Senator
- In office 25 April 1987 – 3 October 1999
- In office 23 June 1965 – 8 October 1981
- Constituency: Agricultural Panel

Personal details
- Born: 16 July 1926 County Donegal, Ireland
- Died: 3 October 1999 (aged 73) County Donegal, Ireland
- Political party: Fianna Fáil
- Spouse: Rosemary McGowan
- Occupation: Politician, Hotelier

= Patrick McGowan (Irish politician) =

Irish politician (1926–1999)

Patrick McGowan (16 July 1926 – 3 October 1999) was an Irish Fianna Fáil politician and hotelier from Ballybofey, County Donegal.

As the eldest son of a Donegal business family, McGowan owned both the Inter County Hotel and the Ostán na Rosann Hotel in County Donegal.

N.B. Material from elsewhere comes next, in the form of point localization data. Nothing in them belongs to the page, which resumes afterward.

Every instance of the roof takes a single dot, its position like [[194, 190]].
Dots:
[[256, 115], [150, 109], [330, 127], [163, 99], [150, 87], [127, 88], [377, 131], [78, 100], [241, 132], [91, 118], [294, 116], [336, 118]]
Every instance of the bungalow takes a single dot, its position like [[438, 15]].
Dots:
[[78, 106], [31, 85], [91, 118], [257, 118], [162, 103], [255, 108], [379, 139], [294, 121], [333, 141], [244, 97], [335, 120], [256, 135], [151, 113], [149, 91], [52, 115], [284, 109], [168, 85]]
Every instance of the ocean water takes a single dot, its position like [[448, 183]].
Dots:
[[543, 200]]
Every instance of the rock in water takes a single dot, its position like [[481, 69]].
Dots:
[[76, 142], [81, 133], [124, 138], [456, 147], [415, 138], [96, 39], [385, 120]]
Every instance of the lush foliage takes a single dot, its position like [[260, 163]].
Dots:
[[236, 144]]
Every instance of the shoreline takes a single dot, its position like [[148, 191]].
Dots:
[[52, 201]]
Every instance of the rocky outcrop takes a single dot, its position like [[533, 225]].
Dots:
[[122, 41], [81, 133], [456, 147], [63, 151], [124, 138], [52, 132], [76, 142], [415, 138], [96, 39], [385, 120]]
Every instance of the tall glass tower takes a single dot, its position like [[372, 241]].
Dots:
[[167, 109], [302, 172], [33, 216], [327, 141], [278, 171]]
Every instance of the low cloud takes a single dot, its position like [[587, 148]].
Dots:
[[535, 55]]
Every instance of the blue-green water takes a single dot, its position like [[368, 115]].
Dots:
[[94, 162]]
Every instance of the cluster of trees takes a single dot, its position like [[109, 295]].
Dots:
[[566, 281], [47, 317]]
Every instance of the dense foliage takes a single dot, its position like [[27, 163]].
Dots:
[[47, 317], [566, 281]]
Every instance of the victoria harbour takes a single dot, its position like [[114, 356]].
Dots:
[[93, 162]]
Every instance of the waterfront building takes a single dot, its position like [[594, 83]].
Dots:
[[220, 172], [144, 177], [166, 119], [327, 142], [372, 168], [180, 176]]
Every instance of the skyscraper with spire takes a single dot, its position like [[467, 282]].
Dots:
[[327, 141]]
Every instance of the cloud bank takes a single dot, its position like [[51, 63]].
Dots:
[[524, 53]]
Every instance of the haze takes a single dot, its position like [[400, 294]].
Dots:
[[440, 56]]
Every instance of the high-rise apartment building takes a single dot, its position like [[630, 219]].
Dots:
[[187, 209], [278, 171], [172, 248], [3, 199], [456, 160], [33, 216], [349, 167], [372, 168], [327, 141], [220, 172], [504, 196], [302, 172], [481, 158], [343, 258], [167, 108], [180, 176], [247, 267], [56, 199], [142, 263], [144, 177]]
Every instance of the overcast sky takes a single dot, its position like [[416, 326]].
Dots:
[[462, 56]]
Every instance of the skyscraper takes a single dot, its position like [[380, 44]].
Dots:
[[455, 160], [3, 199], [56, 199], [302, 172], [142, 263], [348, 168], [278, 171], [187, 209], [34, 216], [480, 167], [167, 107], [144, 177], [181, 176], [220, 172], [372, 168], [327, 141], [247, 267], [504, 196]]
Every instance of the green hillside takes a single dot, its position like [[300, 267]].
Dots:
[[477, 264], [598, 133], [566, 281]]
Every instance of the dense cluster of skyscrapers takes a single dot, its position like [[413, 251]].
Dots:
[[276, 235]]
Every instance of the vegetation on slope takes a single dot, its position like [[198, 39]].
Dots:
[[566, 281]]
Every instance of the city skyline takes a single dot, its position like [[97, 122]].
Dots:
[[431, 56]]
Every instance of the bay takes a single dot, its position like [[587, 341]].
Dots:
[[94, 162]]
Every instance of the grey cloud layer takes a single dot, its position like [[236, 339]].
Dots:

McGowan's father, Paddy McGowan Senior, was one of the founding members of Fianna Fail in County Donegal.

McGowan was elected to Donegal County Council in 1958 and had been a leading member of Fianna Fail in the county, representing the Finn Valley area. He was a elected to Seanad Éireann from 1965 to 1981, and from 1987 to 1999. He was elected to the Agricultural Panel on which he served for 28 years and was a member of the Oireachtas Committee on Agriculture, Health and Education.

In 1970 he agreed to pay £3,900 including costs to a Donegal businessman, Daniel Brolly, to settle a High Court action for criminal conversation arising from alleged adultery.

His son, Patrick is a member of Donegal County Council since 2019.